3 Big Things Today, April 25
1. Wheat Futures Higher on Short Covering After Price Drop
Wheat futures rose, heading for a second straight day of gains, on short covering after prices fell to the lowest level in a week.
Futures had declined on speculation that rain would fall in the Southern Plains. While the area saw some precipitation, it was spotty and not as widespread as forecast. That led investors and hedgers to buy back some of their short positions.
Soybeans were also higher in overnight trading on bargain hunting. Prices earlier this week fell to the lowest in almost three weeks, prompting some buyers to enter the market.
Fundamentals haven’t changed for wheat, as dry weather persists in the Southern Plains, though global and domestic inventories remain at elevated levels.
Corn and soybean prices, while higher overnight, likely will remain capped, as planting accelerates on dry weather in most of the Corn Belt, analysts said.
Wheat for May delivery rose 2½¢ to $4.86¾ a bushel overnight on the Chicago Board of Trade, while Kansas City futures gained 3¢ to $5.15 a bushel.
Corn futures added 2¢ to $3.92 a bushel overnight.
Soybean futures for May delivery rose 4¼¢ to $10.38¼ a bushel. Soy meal added $2.60 to $378.90 a short ton, and soy oil fell 0.01¢ to 31.26¢ a pound.
2. Foreign Investment by Chinese Companies Doesn’t Mean Demise of U.S. Dominance, USDA Says
Chinese companies have made significant investments in foreign agricultural ventures in recent years, but profitability and sustainability have been fleeting, according to a report from the USDA’s Economic Research Service.
China, for a while, was a big investor in foreign land. Companies would often snap up land in other countries to expand their agriculture holdings in a bid to profit from the expanding need for food security back home, the report said. More recently, however, companies have been looking toward mergers and acquisitions to expand.
State-owned COFCO, for example, has been looking to gain more control over commodity trading, processing, and logistics. Bright Foods, another state-owned entity, wants to assemble various companies and park them under its umbrella.
WH Group, which is privately owned, acquired Smithfield Foods, the world’s largest pork processor, and New Hope Group, China’s largest animal feed company, has diversified from feed mills in neighboring countries to joint ventures with Australian and New Zealand firms, the USDA said.
Such initiatives are encouraged by the government, as banks formulated strategic plans, offered loans, and supplied training and information services to help companies expand overseas.

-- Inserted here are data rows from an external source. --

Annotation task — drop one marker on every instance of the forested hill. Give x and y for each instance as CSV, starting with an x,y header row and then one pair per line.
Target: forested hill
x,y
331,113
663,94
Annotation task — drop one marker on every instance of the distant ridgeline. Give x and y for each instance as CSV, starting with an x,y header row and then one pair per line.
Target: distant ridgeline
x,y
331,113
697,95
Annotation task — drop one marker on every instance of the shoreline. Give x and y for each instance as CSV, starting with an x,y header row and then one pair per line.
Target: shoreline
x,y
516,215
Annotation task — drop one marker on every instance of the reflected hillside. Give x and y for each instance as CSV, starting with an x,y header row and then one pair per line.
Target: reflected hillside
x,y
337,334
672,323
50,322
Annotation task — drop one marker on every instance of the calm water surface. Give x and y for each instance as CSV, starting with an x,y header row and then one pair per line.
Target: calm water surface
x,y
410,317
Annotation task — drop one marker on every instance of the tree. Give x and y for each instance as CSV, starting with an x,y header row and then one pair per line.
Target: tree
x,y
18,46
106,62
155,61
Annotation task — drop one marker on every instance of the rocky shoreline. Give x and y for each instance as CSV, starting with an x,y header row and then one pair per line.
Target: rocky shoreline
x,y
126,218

Chinese companies, however, may not be moving where you think.
“Apart from the large 2013 acquisition of Smithfield Foods, relatively little Chinese investment has targeted U.S. agriculture,” the USDA said. “Statistics for 2014 show that North America received only 2% of China’s farming, forestry, and fishing investment, the smallest share of any continent.”
Only two or three Chinese investments are made annually in the U.S. food and agriculture, most valued at less than $10 million, the report said. Statistics that track farmland holdings in the U.S. show only 12 to 25 Chinese acquisitions annually from 2008 to 2013.
Still, the amount of investment and the profitability of many ventures are overstated, the ERS said. A number of studies found the scale of many Chinese agricultural projects falls short of what was originally planned. Few projects were profitable and relatively few investors brought products back into China as planned, according to the report.
Inexperience in global markets, the lack of language skills, corruption, and political instability were all cited as factors.
While Chinese investments overseas may curb the U.S. share of the Chinese market for some agricultural products, it’s unlikely overseas investment by companies from the Asian nation will be enough to fully supplant America as the go-to provider of most goods, the ERS said.
“The United States’ abundant endowment of productive farmland, leadership in agricultural technology, efficient management and marketing, and skilled and experienced managers are all advantages that may help it retain its role as China’s leading supplier of agricultural imports, regardless of where Chinese companies choose to invest,” the USDA said in the report.
3. Corn Belt Weather Maps Mostly Dry Rest of Week, Flooding Continues in Upper Midwest
Weather maps are showing mostly dry weather in the Midwest again today, which will further improve chances that planting has gained steam this week.
Forecasts are calling for some dense fog in parts of Illinois and Indiana, and some precipitation is in the cards for parts of central Nebraska starting next week. For now, the Corn Belt looks mostly dry, according to the National Weather Service.
Corn planting was only 5% finished as of Sunday, well behind the prior five-year pace of 14% for this time of year, according to the USDA. No corn had been reported planted in Iowa in a week when 11% is average.
Flooding continues in parts of South Dakota, Iowa, and Minnesota this morning, as several rivers and tributaries overrun their banks amid melting snow. Rivers near Brookings, Mitchell, and Sioux Falls (in South Dakota), as well as Spencer and Storm Lake (in Iowa) were all running at high levels. Waterways in Marshall, Windom, and Pipestone (in Minnesota) were also higher than normal, according to the NWS.